The study reveals basin-scale population structure and low mitochondrial diversity in black carp, providing a baseline for conservation before recent management changes.

## Key findings

- Low mitochondrial genetic diversity was observed, particularly in Pearl and Red River populations.
- Yangtze populations showed higher diversity but were distinct from Pearl–Red River groups.
- A single dominant haplotype was shared across all populations, indicating recent demographic expansion.

## Abstract

Black carp is a large freshwater fish native to East Asia that feeds mainly on snails and clams, helping to control pests and maintain river ecosystems. However, wild stocks have declined because of overfishing, river regulation, pollution and poorly regulated stocking practices. Here, we analysed a mitochondrial DNA marker (cytochrome b, Cyt b) in fish sampled at seven sites in the Yangtze, Pearl and Red River basins during 2008–2009. These pre-ban samples provide a snapshot of maternal lineages before the ten-year fishing ban in key reaches of the Yangtze River and before recent adjustments to stocking practices. We found generally low mitochondrial genetic diversity, especially in the Pearl and Red River groups, which may limit the capacity of local populations to cope with environmental change and disease.

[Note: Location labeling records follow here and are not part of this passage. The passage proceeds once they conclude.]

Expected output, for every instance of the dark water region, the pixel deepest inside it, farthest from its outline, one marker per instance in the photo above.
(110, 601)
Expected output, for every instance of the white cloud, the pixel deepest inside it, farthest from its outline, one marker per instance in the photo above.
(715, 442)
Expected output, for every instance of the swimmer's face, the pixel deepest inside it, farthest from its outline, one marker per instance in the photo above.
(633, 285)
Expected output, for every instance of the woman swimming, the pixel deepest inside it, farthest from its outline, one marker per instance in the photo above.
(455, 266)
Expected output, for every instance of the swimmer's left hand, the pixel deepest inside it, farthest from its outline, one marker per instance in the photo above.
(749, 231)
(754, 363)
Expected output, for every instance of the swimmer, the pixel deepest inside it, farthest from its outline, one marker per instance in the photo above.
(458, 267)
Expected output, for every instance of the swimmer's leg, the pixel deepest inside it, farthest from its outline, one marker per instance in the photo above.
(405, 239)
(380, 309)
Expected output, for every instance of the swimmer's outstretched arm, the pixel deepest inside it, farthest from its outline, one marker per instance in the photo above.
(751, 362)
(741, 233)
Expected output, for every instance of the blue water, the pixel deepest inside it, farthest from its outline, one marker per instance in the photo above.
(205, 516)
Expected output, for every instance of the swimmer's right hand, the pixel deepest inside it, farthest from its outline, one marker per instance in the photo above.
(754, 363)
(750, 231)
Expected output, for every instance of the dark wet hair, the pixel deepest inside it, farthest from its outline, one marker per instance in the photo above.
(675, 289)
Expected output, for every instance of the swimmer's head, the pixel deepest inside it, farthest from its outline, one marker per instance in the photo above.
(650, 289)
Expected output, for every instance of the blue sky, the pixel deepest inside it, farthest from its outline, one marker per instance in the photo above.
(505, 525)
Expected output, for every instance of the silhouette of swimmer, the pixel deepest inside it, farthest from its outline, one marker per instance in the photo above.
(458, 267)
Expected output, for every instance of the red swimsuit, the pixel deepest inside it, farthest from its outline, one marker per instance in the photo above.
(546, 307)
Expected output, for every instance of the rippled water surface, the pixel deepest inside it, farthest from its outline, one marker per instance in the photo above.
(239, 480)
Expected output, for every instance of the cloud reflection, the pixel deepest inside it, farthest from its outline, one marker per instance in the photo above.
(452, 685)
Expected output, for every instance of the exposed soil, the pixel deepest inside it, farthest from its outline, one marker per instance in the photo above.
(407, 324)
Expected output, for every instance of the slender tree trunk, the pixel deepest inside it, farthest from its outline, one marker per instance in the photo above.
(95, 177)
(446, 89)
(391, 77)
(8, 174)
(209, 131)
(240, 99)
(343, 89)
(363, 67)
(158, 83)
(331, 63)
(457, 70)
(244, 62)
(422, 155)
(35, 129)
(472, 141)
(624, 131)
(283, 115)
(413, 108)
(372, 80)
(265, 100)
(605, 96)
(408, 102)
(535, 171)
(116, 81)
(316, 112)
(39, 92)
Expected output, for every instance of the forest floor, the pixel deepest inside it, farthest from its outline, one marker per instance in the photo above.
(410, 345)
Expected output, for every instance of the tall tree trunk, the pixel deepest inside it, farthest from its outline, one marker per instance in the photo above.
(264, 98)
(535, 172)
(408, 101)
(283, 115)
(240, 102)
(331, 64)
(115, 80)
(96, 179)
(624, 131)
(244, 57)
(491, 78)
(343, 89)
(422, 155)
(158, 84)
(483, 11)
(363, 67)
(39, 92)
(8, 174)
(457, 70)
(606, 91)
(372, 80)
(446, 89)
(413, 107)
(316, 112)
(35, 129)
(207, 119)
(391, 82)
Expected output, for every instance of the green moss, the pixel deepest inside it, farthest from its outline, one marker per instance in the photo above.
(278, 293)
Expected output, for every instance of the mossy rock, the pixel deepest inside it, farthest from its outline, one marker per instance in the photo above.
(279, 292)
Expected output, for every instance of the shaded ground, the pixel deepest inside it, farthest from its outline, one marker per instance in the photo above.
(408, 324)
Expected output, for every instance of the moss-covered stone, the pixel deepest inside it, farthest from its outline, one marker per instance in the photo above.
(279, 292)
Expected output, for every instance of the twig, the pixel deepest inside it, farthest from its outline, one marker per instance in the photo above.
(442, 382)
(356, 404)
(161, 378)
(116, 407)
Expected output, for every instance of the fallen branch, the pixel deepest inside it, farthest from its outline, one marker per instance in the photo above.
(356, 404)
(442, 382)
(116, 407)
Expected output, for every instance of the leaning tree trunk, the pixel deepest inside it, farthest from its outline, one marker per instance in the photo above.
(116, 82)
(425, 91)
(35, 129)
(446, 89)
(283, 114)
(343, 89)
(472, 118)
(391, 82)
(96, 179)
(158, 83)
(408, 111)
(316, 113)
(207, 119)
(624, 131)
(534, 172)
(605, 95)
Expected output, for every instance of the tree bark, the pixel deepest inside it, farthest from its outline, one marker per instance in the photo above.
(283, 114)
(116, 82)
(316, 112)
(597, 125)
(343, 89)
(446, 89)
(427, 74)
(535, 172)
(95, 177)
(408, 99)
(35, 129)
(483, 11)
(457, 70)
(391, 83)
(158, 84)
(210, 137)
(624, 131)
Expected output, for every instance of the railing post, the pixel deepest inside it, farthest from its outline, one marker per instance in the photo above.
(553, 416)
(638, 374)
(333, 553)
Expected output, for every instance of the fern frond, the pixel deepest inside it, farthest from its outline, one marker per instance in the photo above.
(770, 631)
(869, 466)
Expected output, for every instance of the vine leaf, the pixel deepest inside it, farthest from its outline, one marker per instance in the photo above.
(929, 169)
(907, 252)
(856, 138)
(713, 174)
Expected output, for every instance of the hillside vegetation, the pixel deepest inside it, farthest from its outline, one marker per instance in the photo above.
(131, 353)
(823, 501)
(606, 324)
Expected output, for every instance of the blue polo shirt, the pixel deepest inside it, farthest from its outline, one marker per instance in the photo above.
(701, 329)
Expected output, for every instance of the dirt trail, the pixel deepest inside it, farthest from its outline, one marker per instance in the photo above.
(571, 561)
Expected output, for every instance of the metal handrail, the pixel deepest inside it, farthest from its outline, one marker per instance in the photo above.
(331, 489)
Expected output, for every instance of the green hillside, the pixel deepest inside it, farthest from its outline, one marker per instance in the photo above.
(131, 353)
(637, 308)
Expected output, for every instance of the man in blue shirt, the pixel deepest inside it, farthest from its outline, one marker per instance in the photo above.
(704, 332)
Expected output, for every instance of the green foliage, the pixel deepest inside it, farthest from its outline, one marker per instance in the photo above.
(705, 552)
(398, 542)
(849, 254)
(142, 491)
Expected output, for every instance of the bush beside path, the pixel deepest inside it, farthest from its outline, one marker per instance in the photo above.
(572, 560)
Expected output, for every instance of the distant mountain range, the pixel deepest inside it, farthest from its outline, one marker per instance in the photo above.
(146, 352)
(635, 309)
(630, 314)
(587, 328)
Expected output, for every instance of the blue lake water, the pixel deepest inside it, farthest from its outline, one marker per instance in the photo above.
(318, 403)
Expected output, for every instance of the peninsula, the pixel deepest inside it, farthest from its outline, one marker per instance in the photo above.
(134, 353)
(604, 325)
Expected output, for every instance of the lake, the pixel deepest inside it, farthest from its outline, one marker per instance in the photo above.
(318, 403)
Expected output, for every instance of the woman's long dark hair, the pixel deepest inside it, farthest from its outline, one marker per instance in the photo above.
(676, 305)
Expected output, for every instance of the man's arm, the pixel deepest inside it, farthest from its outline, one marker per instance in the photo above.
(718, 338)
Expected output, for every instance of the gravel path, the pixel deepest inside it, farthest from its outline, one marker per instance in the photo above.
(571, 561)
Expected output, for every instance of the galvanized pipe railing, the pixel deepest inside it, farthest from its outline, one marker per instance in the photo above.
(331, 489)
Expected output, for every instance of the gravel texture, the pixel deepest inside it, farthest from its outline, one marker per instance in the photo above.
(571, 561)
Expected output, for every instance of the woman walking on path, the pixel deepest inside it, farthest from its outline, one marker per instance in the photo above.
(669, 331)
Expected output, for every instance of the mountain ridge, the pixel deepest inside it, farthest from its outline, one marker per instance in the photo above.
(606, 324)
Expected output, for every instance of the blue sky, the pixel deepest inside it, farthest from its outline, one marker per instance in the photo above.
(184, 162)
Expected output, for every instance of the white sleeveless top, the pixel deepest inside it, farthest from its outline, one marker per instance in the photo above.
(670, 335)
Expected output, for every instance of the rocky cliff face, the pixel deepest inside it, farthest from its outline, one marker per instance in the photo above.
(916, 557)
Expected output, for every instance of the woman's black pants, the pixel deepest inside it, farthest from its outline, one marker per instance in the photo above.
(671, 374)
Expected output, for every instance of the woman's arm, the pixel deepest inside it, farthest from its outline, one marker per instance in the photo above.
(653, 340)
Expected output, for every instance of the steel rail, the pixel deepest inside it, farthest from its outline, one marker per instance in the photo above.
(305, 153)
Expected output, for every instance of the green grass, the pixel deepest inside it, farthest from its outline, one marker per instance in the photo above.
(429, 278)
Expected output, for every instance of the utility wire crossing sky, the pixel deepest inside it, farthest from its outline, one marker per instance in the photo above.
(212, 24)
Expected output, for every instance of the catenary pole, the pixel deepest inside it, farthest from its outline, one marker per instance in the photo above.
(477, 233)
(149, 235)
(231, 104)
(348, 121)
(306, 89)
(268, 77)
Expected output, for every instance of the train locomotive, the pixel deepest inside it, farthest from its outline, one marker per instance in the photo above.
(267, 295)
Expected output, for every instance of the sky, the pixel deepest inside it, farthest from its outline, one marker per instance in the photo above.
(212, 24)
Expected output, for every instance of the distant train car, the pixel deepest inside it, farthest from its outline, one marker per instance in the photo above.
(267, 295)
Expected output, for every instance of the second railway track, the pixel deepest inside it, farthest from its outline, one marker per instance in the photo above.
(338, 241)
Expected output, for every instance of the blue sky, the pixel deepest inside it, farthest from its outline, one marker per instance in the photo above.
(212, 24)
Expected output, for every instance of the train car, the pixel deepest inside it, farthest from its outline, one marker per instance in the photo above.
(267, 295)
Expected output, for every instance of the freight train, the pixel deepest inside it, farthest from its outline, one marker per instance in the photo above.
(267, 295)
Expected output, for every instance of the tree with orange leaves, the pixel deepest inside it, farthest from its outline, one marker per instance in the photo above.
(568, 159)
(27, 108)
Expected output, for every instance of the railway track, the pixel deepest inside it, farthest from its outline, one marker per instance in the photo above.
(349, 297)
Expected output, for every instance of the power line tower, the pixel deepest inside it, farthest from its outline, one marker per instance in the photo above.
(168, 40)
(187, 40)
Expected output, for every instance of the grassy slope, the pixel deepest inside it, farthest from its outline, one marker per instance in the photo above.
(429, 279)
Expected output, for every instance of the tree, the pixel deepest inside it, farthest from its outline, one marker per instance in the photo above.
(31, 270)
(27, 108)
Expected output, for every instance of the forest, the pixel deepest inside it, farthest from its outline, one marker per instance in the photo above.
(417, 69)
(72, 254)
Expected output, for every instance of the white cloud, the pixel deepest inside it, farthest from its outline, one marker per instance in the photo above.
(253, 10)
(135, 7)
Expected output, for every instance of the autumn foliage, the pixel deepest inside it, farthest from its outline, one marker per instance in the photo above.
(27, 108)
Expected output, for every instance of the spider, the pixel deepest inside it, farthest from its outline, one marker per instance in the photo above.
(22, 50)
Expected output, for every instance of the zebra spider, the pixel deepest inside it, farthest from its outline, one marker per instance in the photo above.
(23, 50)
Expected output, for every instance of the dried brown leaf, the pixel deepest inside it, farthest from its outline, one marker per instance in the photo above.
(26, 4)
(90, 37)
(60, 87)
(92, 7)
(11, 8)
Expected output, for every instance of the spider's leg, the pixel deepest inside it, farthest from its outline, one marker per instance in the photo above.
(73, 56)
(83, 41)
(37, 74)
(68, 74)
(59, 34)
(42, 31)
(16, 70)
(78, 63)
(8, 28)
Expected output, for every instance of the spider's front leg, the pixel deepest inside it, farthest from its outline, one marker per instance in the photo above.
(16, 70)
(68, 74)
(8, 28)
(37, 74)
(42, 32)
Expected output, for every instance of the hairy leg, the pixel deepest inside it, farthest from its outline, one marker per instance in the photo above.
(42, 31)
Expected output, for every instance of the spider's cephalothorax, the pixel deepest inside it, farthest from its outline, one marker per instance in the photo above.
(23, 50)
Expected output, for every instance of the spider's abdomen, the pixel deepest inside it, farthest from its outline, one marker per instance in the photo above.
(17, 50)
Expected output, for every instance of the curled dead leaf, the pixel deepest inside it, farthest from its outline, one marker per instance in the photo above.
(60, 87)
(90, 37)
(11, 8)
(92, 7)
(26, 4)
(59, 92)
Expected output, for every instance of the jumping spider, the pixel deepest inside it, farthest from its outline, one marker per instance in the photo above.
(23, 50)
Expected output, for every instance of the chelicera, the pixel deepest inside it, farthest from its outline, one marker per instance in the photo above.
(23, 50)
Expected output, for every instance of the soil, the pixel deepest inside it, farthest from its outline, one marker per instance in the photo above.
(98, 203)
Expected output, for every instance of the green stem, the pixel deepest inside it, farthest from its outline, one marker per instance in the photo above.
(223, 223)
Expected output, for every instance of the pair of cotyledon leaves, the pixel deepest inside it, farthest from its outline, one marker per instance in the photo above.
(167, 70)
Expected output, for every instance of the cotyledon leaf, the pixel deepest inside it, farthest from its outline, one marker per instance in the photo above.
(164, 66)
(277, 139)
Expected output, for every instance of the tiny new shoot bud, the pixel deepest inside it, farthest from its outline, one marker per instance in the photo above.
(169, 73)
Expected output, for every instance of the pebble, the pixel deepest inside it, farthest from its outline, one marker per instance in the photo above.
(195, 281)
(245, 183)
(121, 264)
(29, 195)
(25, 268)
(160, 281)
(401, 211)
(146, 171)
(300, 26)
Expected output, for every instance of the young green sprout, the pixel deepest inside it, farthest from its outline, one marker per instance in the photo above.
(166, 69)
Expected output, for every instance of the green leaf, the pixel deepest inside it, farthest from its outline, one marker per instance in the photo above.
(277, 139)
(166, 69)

Yangtze populations werve more diverse but already differed between the middle–lower Yangtze and an upstream site and showed broad separation from the combined Pearl–Red River group. These patterns suggest that uncritical movements of broodstock or juveniles among basins could erode remaining genetic differences. Protecting key habitats, using genetically diverse, locally adapted broodstock and avoiding unnecessary mixing among basins will help conserve black carp and support more sustainable river fisheries.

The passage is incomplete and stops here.